Les loups (suite des Marcheurs)

 Tout le monde traversa la forêt jusque La Corne d’abondance dans un silence de mort. Les loups exprimaient des plaintes ineffables au passage silencieux du cortège de voitures, leurs grognements désolés plaidaient non coupables. Le Noble continuerait les hostilités en leur donnant la chasse dès demain peut-être. Il avait imprégné l’air d’odeurs sulfurées, acides que libéraient les robots à la carcasse déglinguée. Sur les traces de son passage, se renouvelait la menace de sa venue prochaine.

Janin avait le sentiment de sa propre explosion imminente s’il n’agissait pas très vite. Il stoppa sa voiture qui se trouvait en queue de cortège et se rendit à pieds à la rencontre d’une meute de loups qu’il connaissait bien. Parmi les louves qui se trouvaient là, certaines avaient été élevées avec Janon et étaient mères à leur tour, des louveteaux leur tournaient autour. Janin en prit un dans les bras, et se mit à leur parler, bientôt il pleura sous l‘œil attentif des animaux, puis poussa avec eux des grognements et gémissements. La meute se lamenta ainsi un moment avant de se mettre en marche vers Bléassengh, Janin en tête.
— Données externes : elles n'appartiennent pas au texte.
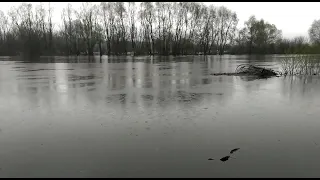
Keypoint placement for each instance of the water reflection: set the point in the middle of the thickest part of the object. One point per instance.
(155, 116)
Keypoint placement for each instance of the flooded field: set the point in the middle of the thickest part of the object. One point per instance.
(156, 117)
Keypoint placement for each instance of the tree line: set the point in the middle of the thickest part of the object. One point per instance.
(146, 28)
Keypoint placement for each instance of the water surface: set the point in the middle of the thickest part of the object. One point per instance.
(155, 117)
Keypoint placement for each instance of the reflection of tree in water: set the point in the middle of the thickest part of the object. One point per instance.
(300, 85)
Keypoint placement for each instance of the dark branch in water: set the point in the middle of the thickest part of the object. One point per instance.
(250, 70)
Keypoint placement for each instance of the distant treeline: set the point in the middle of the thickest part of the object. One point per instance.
(162, 28)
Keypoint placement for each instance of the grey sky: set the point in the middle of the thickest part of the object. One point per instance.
(293, 18)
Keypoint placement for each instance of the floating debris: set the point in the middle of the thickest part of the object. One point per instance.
(251, 70)
(226, 158)
(234, 150)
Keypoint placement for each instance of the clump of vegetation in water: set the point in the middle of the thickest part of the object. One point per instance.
(301, 65)
(250, 70)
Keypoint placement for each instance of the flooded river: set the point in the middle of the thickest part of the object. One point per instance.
(156, 117)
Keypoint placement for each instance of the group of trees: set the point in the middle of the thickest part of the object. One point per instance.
(164, 28)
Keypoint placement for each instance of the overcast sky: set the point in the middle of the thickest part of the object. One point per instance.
(293, 18)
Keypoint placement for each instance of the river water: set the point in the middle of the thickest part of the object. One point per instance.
(155, 117)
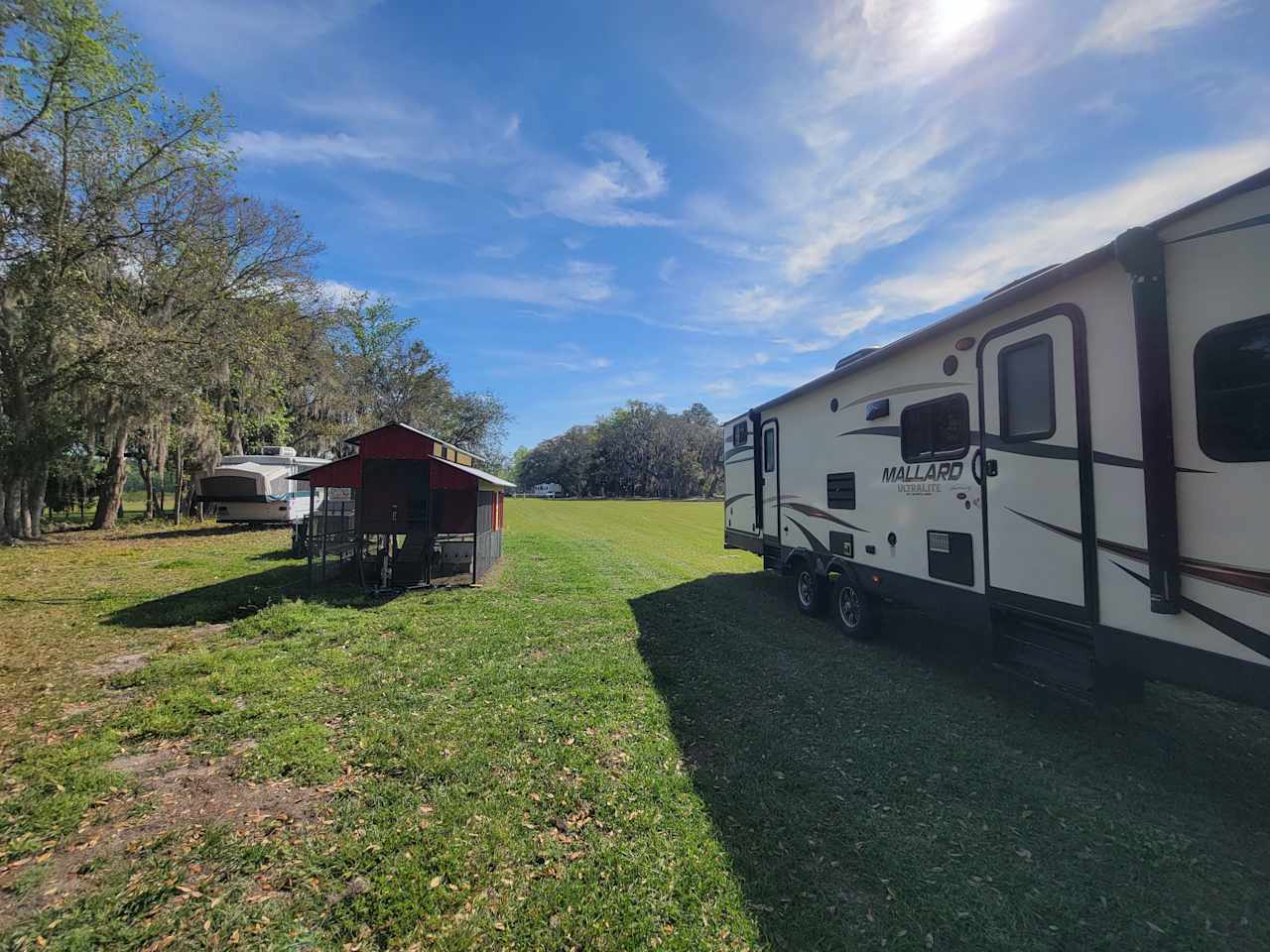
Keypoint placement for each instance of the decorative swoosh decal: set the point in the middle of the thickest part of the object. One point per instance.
(1233, 629)
(821, 515)
(1229, 575)
(873, 431)
(1046, 451)
(817, 546)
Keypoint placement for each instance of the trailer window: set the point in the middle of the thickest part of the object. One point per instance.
(937, 429)
(1232, 391)
(1026, 380)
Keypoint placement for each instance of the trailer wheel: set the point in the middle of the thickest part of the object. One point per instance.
(811, 590)
(852, 610)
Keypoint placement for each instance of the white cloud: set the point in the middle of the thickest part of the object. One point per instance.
(336, 293)
(209, 35)
(758, 304)
(307, 149)
(1028, 235)
(568, 357)
(832, 329)
(599, 193)
(1106, 105)
(1138, 26)
(898, 44)
(579, 285)
(502, 250)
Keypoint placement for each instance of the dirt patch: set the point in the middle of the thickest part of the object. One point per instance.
(177, 792)
(119, 664)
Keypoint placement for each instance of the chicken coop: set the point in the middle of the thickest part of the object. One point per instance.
(405, 511)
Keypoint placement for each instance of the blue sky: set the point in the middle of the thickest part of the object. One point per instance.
(583, 203)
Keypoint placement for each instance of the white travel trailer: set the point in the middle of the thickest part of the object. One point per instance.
(1079, 465)
(545, 490)
(258, 488)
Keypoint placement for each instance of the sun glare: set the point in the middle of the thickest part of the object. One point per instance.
(951, 19)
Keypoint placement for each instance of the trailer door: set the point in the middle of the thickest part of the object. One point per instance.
(1035, 466)
(770, 490)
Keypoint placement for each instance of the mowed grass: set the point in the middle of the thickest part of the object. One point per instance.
(627, 740)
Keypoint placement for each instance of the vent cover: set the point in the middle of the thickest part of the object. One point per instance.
(841, 490)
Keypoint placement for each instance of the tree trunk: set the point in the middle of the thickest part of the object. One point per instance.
(148, 479)
(37, 485)
(112, 489)
(24, 529)
(181, 480)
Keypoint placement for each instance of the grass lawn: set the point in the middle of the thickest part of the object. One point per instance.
(629, 739)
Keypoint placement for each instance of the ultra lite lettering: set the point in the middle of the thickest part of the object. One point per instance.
(919, 472)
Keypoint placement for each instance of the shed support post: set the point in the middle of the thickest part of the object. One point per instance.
(309, 539)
Ils arrivèrent durant la nuit au centre ville de Bléassengh, un des nouveaux robots que Le Noble avait mis en place alla à leur rencontre ; il tourna plusieurs fois autour du groupe avant d’aborder Janin.
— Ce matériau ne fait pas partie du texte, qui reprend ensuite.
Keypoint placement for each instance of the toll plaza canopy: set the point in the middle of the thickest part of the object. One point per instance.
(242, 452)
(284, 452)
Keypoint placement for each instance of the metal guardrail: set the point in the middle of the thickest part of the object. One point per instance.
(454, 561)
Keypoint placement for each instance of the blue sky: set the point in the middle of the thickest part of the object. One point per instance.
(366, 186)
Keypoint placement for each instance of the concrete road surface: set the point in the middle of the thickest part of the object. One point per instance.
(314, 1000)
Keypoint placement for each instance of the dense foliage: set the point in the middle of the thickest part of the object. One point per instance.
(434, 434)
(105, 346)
— Bienvenue à Bléassengh. Déclinez votre identité, émit-il placidement

— Mène-moi à la prison du coin. Je pense que c’est là que ma fille et son ami se trouvent.

Une sirène d’alarme retentit quelques secondes plus tard, alors que le robot immobile clignotait de partout. Des hommes arrivèrent peu après, murmurant sous l’effet de la surprise. Ils mirent en joue les loups qui grondaient sourdement tandis que Janin grimaçait, il transpirait abondamment.

— Mes amis et moi sommes venus chercher Peter et Janon, dit-il péniblement. Baissez vos armes, si vous nous tuez, vous ne réussirez qu’à attirer sur vous la malédiction. La mienne, celle de la princesse peut-être bien aussi. 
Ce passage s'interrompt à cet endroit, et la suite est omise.